2019年10月4日に実写映画化が決定しています!

本屋に行けば必ず店頭においてある著書ですがそこまで面白いのかと疑心暗鬼に購入して読んでみると納得の面白さ。私は、クラシックが好きというのもありとても感情移入していまいました。

個人的好きなセリフ、一説

僕は爆弾をセットしておいたよ。
僕がいなくなったら、ちゃんと爆発するはずさ。世にも美しい爆弾がね。

彼を本物の『ギフト』とするか、それとも『厄災』にしてしまうのかは、皆さん、いや、我々にかかっている。

ユウジ・フォン=ホフマンの言葉ですね。
これだけ見ると危ないセリフに見えますが爆弾とは風間塵のことですね。

この言葉がでてきたのは前半(上巻のp31、32とp45)ですが後半でしっかり美しい爆弾が爆発し、しっかりギフトになりましたね。主人公である栄伝亜夜が影響されて天才なりに成長していく様が描かれています。

爆弾という表現が私は好きです。ホフマン先生の言葉をもっと聞きたかったです。

幾つか考えてはいるんだけど、まだ迷ってて決められないから、本番の感触で決めようと思って

栄伝亜夜のセリフです。さすがのマサルもびっくりしていました。コンサートなのに本番の感触でカデンツァ(カデンツァとは独奏楽器や独唱者がオーケストラの伴奏を伴わずに自由に即興的な演奏・歌唱をする部分のことである。Wikipedia)を決めようとしていたところですね。

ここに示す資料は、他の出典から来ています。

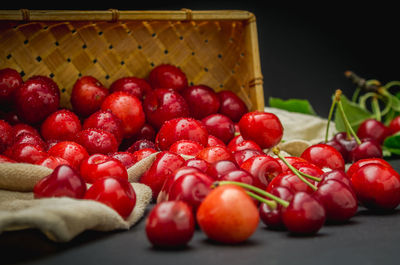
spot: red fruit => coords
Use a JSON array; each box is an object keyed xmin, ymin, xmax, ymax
[
  {"xmin": 139, "ymin": 151, "xmax": 185, "ymax": 200},
  {"xmin": 41, "ymin": 109, "xmax": 82, "ymax": 141},
  {"xmin": 239, "ymin": 111, "xmax": 283, "ymax": 149},
  {"xmin": 83, "ymin": 110, "xmax": 124, "ymax": 143},
  {"xmin": 149, "ymin": 64, "xmax": 188, "ymax": 91},
  {"xmin": 146, "ymin": 201, "xmax": 195, "ymax": 247},
  {"xmin": 351, "ymin": 163, "xmax": 400, "ymax": 210},
  {"xmin": 169, "ymin": 140, "xmax": 204, "ymax": 156},
  {"xmin": 282, "ymin": 192, "xmax": 326, "ymax": 235},
  {"xmin": 0, "ymin": 68, "xmax": 23, "ymax": 107},
  {"xmin": 196, "ymin": 146, "xmax": 235, "ymax": 164},
  {"xmin": 75, "ymin": 128, "xmax": 118, "ymax": 155},
  {"xmin": 15, "ymin": 76, "xmax": 60, "ymax": 124},
  {"xmin": 143, "ymin": 88, "xmax": 189, "ymax": 129},
  {"xmin": 201, "ymin": 113, "xmax": 235, "ymax": 144},
  {"xmin": 47, "ymin": 141, "xmax": 89, "ymax": 170},
  {"xmin": 156, "ymin": 118, "xmax": 208, "ymax": 150},
  {"xmin": 313, "ymin": 179, "xmax": 358, "ymax": 222},
  {"xmin": 71, "ymin": 76, "xmax": 108, "ymax": 117},
  {"xmin": 181, "ymin": 85, "xmax": 220, "ymax": 120},
  {"xmin": 101, "ymin": 92, "xmax": 145, "ymax": 138},
  {"xmin": 217, "ymin": 90, "xmax": 249, "ymax": 122},
  {"xmin": 84, "ymin": 177, "xmax": 136, "ymax": 218},
  {"xmin": 110, "ymin": 76, "xmax": 152, "ymax": 100},
  {"xmin": 80, "ymin": 154, "xmax": 128, "ymax": 183},
  {"xmin": 168, "ymin": 172, "xmax": 214, "ymax": 213},
  {"xmin": 35, "ymin": 156, "xmax": 70, "ymax": 169},
  {"xmin": 0, "ymin": 120, "xmax": 14, "ymax": 154},
  {"xmin": 300, "ymin": 144, "xmax": 344, "ymax": 170},
  {"xmin": 108, "ymin": 152, "xmax": 137, "ymax": 169},
  {"xmin": 240, "ymin": 155, "xmax": 282, "ymax": 190},
  {"xmin": 196, "ymin": 185, "xmax": 260, "ymax": 244},
  {"xmin": 33, "ymin": 165, "xmax": 86, "ymax": 199}
]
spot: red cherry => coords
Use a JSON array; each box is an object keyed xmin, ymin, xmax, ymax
[
  {"xmin": 181, "ymin": 85, "xmax": 219, "ymax": 120},
  {"xmin": 239, "ymin": 111, "xmax": 283, "ymax": 149},
  {"xmin": 80, "ymin": 154, "xmax": 128, "ymax": 183},
  {"xmin": 146, "ymin": 201, "xmax": 195, "ymax": 247},
  {"xmin": 33, "ymin": 165, "xmax": 86, "ymax": 199},
  {"xmin": 351, "ymin": 163, "xmax": 400, "ymax": 210},
  {"xmin": 47, "ymin": 141, "xmax": 89, "ymax": 170},
  {"xmin": 169, "ymin": 140, "xmax": 204, "ymax": 156},
  {"xmin": 300, "ymin": 144, "xmax": 344, "ymax": 170},
  {"xmin": 0, "ymin": 68, "xmax": 23, "ymax": 107},
  {"xmin": 110, "ymin": 76, "xmax": 152, "ymax": 100},
  {"xmin": 240, "ymin": 155, "xmax": 282, "ymax": 190},
  {"xmin": 196, "ymin": 185, "xmax": 260, "ymax": 244},
  {"xmin": 41, "ymin": 109, "xmax": 82, "ymax": 141},
  {"xmin": 143, "ymin": 88, "xmax": 189, "ymax": 129},
  {"xmin": 217, "ymin": 90, "xmax": 249, "ymax": 122},
  {"xmin": 139, "ymin": 151, "xmax": 185, "ymax": 200},
  {"xmin": 15, "ymin": 76, "xmax": 60, "ymax": 124},
  {"xmin": 168, "ymin": 172, "xmax": 214, "ymax": 213},
  {"xmin": 156, "ymin": 118, "xmax": 208, "ymax": 150},
  {"xmin": 84, "ymin": 177, "xmax": 136, "ymax": 218},
  {"xmin": 71, "ymin": 76, "xmax": 108, "ymax": 117},
  {"xmin": 201, "ymin": 113, "xmax": 235, "ymax": 144},
  {"xmin": 83, "ymin": 110, "xmax": 124, "ymax": 143},
  {"xmin": 149, "ymin": 64, "xmax": 188, "ymax": 91},
  {"xmin": 101, "ymin": 91, "xmax": 145, "ymax": 138},
  {"xmin": 313, "ymin": 179, "xmax": 358, "ymax": 222},
  {"xmin": 196, "ymin": 146, "xmax": 235, "ymax": 164},
  {"xmin": 282, "ymin": 192, "xmax": 326, "ymax": 235}
]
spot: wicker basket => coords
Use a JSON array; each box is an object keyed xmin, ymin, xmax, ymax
[{"xmin": 0, "ymin": 9, "xmax": 264, "ymax": 110}]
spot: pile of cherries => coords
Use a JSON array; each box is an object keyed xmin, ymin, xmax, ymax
[{"xmin": 0, "ymin": 64, "xmax": 400, "ymax": 247}]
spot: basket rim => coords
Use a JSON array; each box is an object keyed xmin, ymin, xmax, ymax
[{"xmin": 0, "ymin": 8, "xmax": 255, "ymax": 22}]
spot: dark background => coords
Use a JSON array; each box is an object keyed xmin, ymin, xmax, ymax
[{"xmin": 1, "ymin": 0, "xmax": 400, "ymax": 117}]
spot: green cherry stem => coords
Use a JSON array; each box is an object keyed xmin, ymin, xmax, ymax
[{"xmin": 212, "ymin": 180, "xmax": 289, "ymax": 207}]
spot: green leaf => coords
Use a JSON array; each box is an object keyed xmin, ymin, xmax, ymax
[
  {"xmin": 269, "ymin": 97, "xmax": 316, "ymax": 115},
  {"xmin": 335, "ymin": 95, "xmax": 374, "ymax": 132}
]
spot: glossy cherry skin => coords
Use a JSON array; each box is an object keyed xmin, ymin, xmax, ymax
[
  {"xmin": 15, "ymin": 76, "xmax": 60, "ymax": 124},
  {"xmin": 357, "ymin": 119, "xmax": 389, "ymax": 144},
  {"xmin": 110, "ymin": 76, "xmax": 152, "ymax": 101},
  {"xmin": 0, "ymin": 68, "xmax": 23, "ymax": 107},
  {"xmin": 282, "ymin": 192, "xmax": 326, "ymax": 235},
  {"xmin": 196, "ymin": 185, "xmax": 260, "ymax": 244},
  {"xmin": 156, "ymin": 118, "xmax": 208, "ymax": 150},
  {"xmin": 313, "ymin": 179, "xmax": 358, "ymax": 222},
  {"xmin": 201, "ymin": 113, "xmax": 235, "ymax": 144},
  {"xmin": 169, "ymin": 140, "xmax": 204, "ymax": 156},
  {"xmin": 168, "ymin": 172, "xmax": 214, "ymax": 213},
  {"xmin": 101, "ymin": 91, "xmax": 146, "ymax": 138},
  {"xmin": 145, "ymin": 201, "xmax": 195, "ymax": 248},
  {"xmin": 350, "ymin": 139, "xmax": 383, "ymax": 162},
  {"xmin": 71, "ymin": 76, "xmax": 109, "ymax": 117},
  {"xmin": 33, "ymin": 165, "xmax": 86, "ymax": 199},
  {"xmin": 240, "ymin": 155, "xmax": 282, "ymax": 190},
  {"xmin": 181, "ymin": 85, "xmax": 220, "ymax": 120},
  {"xmin": 80, "ymin": 154, "xmax": 128, "ymax": 183},
  {"xmin": 40, "ymin": 109, "xmax": 82, "ymax": 141},
  {"xmin": 47, "ymin": 141, "xmax": 89, "ymax": 170},
  {"xmin": 82, "ymin": 110, "xmax": 124, "ymax": 143},
  {"xmin": 300, "ymin": 144, "xmax": 345, "ymax": 170},
  {"xmin": 139, "ymin": 151, "xmax": 185, "ymax": 200},
  {"xmin": 259, "ymin": 186, "xmax": 294, "ymax": 229},
  {"xmin": 149, "ymin": 64, "xmax": 188, "ymax": 91},
  {"xmin": 74, "ymin": 128, "xmax": 118, "ymax": 155},
  {"xmin": 351, "ymin": 163, "xmax": 400, "ymax": 210},
  {"xmin": 239, "ymin": 111, "xmax": 283, "ymax": 149},
  {"xmin": 84, "ymin": 177, "xmax": 136, "ymax": 218},
  {"xmin": 217, "ymin": 90, "xmax": 249, "ymax": 122}
]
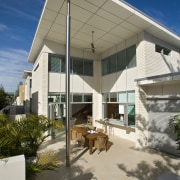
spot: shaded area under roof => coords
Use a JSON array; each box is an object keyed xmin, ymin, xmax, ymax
[{"xmin": 28, "ymin": 0, "xmax": 180, "ymax": 63}]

このとき二次予選の課題曲は「春と修羅」なのですがこれを本番でアドリブで弾こうとしたわけですね。自分が天才だと気づいていない人間の天然発言に鳥肌がたちますね。

音楽を閉じ込めているのは、ホールや教会じゃない。人々の意識だ。綺麗な景色の屋外に連れ出した程度では、「本当に」音を連れ出したことにならない。解放したことにならない。

これもホフマン先生のセリフです。ホフマン先生は名言が多い!

風間塵が音楽を広いところに連れ出したいと話した後、ホフマン先生の言葉を頭の中で思い出した時のセリフです。
音楽を自由に奏でたいという風間塵の気持ちが表れた一説です。

風間塵は本当に音楽を広いところに連れ出せるのでしょうか?それは三次予選で明らかになります。三次予選でコンテスタントが覚醒していく感じが好きです。

その他印象に残ったセリフ

鳥は楽譜なんか読めない。でも、決して歌うことを止めないわ。

練習を一日休むと本人に分かり、二日休むと批評家に分かり、三日休むと客に分かる

これはフランスのピアニスト、アルフレッド・コルトーの名言ですが。

世界に溢れている音楽を聴ける者だけが、自らの音楽をも生み出せるのだから。

ユウジ・フォン=ホフマン

再現芸術だからこそ、いつも新しくなければならない。

ユウジ・フォン=ホフマン

後半はホフマン先生の回想シーンがあまりなかったので少な目ですがホフマン先生のいい言葉が多すぎです!

主人公の成長と各コンテスタントの個性、才能による演奏とその表現がクラシックに興味がない人でも全然楽しめる作品となっています。

小説が全部で900ページ以上あるので小説を初めて読む方には少々骨が折れるかもしれませんが読みやすい表現が多いのですらすら読めてしまうかもしれません。

また実写映画化するのでそちらを見るのもオススメです!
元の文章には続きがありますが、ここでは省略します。